L’attuale quadro normativo nazionale sui consorzi dei vini a Do e Ig necessita di un adeguamento che consenta di operare con strumenti coerenti alle nuove sfide e con la normativa europea recentemente riformata. Nello specifico, la legislazione deve riconoscere pienamente ai consorzi il ruolo di gestori e garanti di un patrimonio collettivo di rilevanza strategica, dotandoli delle facoltà necessarie per assicurare una tutela efficace, una promozione coordinata e una gestione sostenibile delle Do.
In poche parole, si deve mettere mano al Testo unico del vino.
L’aggiornamento della Legge n. 238/2016 dovrà recepire integralmente le innovazioni della riforma europea delle Ig, assicurando ai Consorzi maggiore capacità di intervento in materia di gestione dell’offerta, sostenibilità ambientale e promozione, per affrontare con efficacia le criticità come sovrapproduzione, cambiamento climatico e contrazione dei consumi. Il vino è un pilastro dell’economia nazionale, con oltre 11 miliardi di euro di valore della produzione e circa 330mila addetti diretti e indiretti.
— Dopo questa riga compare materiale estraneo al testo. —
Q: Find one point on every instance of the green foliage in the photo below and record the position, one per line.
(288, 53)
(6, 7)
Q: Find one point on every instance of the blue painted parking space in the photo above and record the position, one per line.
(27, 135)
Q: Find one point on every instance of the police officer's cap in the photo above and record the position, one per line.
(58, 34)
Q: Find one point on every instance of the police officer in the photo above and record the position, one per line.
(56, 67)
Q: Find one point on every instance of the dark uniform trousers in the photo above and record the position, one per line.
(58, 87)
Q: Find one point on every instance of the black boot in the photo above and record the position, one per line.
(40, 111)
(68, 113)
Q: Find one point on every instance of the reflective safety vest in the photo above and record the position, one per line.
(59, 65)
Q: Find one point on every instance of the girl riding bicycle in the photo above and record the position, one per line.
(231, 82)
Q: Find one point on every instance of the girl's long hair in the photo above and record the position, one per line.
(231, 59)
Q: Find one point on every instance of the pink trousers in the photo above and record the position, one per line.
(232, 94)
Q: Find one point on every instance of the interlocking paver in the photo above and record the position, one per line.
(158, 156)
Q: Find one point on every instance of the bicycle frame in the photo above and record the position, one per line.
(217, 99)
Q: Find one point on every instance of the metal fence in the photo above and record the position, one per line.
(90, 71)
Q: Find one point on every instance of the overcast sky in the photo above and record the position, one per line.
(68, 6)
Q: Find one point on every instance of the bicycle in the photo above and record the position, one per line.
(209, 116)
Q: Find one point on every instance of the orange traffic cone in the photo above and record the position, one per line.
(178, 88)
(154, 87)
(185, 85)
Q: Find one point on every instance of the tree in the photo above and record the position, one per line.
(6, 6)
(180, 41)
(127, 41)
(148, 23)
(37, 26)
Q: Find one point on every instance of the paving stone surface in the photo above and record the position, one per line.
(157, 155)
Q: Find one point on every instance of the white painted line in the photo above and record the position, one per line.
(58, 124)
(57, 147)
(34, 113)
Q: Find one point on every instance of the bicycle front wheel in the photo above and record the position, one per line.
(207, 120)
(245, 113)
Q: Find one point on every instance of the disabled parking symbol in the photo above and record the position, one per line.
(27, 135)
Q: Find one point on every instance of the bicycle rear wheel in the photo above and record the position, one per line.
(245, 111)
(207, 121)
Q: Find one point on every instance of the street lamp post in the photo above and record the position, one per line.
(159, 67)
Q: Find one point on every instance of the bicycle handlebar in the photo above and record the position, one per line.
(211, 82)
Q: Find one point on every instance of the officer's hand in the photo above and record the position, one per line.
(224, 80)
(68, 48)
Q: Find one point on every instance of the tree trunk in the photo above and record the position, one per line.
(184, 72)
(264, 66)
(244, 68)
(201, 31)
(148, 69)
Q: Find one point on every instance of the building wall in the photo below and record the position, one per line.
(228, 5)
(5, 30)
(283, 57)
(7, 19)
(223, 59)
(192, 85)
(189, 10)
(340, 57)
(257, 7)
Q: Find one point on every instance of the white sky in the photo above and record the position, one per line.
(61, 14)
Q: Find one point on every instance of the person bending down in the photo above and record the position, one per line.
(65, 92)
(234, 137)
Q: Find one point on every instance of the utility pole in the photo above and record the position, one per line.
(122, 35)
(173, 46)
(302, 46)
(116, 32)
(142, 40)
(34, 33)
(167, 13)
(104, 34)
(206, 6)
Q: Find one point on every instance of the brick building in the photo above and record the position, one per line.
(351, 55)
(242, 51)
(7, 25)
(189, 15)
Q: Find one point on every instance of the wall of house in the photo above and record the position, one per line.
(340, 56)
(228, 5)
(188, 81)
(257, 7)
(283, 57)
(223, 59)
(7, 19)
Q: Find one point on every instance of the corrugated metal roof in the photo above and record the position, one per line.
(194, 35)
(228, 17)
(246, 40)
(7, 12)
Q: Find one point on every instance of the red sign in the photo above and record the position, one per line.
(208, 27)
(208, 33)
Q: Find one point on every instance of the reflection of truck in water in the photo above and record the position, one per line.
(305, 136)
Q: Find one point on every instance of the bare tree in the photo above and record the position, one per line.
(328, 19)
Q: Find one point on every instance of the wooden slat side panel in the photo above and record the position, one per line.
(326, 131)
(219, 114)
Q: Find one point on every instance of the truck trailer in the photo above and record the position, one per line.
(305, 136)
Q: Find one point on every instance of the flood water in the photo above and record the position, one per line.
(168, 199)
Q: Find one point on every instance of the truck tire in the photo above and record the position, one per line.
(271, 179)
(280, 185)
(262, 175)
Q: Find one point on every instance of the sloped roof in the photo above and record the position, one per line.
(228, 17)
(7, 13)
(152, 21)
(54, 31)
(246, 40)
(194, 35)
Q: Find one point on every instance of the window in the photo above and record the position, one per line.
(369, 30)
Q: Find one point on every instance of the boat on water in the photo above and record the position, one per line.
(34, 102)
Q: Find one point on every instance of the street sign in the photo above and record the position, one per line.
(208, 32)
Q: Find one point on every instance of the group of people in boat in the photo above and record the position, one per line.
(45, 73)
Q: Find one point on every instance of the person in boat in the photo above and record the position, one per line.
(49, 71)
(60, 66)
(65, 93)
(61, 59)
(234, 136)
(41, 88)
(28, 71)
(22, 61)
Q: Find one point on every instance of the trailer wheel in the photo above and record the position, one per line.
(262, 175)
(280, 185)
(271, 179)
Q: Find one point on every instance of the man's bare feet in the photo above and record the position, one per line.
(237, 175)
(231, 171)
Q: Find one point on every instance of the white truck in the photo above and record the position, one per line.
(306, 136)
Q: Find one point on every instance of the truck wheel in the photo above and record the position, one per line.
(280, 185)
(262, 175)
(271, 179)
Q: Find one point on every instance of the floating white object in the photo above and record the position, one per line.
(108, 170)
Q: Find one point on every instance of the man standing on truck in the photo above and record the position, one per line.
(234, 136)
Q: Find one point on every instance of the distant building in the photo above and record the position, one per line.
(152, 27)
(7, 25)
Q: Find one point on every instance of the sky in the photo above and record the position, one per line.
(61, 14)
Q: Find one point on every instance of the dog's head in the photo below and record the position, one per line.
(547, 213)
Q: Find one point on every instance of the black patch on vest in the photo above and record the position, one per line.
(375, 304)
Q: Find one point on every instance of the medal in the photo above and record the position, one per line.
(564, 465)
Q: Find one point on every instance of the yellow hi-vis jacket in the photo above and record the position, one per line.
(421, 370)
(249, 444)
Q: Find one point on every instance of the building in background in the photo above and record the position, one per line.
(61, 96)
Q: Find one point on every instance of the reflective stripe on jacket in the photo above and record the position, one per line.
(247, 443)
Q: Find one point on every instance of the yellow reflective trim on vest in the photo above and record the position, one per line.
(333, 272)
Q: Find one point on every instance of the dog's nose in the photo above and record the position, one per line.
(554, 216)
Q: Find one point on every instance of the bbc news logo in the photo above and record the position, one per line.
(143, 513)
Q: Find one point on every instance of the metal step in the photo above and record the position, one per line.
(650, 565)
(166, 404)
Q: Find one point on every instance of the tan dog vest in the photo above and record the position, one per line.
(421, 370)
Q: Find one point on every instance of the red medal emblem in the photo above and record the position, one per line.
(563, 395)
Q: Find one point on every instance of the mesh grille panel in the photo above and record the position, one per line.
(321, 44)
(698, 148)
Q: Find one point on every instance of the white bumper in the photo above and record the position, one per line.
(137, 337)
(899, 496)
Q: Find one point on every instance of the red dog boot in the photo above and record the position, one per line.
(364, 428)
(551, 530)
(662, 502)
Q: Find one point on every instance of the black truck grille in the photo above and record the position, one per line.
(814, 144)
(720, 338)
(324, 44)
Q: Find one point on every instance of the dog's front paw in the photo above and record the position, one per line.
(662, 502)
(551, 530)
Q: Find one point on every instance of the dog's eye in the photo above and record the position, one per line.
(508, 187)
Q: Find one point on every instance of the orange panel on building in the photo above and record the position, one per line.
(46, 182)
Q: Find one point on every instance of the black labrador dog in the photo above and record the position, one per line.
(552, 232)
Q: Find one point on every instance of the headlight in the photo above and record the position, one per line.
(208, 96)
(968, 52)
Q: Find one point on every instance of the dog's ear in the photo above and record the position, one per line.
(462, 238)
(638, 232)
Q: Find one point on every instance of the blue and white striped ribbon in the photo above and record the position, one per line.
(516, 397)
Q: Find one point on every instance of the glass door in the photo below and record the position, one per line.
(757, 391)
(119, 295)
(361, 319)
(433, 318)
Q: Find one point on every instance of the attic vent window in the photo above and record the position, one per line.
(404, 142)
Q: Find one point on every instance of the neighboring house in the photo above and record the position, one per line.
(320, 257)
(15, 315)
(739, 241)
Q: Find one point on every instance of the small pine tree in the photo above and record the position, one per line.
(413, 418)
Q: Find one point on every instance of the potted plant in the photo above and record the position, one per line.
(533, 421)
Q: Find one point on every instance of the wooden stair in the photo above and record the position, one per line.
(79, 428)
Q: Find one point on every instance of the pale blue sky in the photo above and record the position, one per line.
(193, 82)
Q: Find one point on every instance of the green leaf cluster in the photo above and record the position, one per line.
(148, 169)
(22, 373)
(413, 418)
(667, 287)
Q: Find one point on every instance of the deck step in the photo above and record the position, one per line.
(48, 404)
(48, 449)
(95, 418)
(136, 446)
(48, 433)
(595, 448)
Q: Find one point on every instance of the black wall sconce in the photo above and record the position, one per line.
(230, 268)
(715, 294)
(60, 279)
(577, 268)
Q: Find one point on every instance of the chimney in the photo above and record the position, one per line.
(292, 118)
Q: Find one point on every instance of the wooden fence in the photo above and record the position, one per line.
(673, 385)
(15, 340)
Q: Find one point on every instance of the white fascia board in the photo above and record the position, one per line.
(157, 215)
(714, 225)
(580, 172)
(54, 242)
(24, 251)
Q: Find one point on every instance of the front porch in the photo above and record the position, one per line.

Garantire ai consorzi strumenti adeguati significa rafforzare la competitività.

Al di là dei problemi normativi, il proliferare di associazioni può mettere in crisi il sistema?
Federdoc da sempre ha sostenuto l’aggregazione in tutte le sue forme, come elemento strategico del comparto vitivinicolo. Anche rispetto alla costituzione di nuovi consorzi, riteniamo preferibile fare sistema, piuttosto che la proliferazione di organismi di piccole dimensioni e poca rappresentatività.
Quindi il rischio esiste?
Un numero eccessivo di consorzi rischia di frammentare il sistema nazionale delle Ig, incidendo negativamente sulla capacità di gestione, promozione e tutela del patrimonio vitivinicolo italiano. Strutture troppo piccole o prive di adeguate risorse economiche e professionali potrebbero non essere in grado di assolvere efficacemente le funzioni che la legge attribuisce loro, compromettendo l’efficacia complessiva delle azioni di tutela e valorizzazione. In un settore complesso e competitivo come quello vitivinicolo, la gestione efficace delle Ig richiede risorse adeguate, competenze specialistiche e una visione condivisa.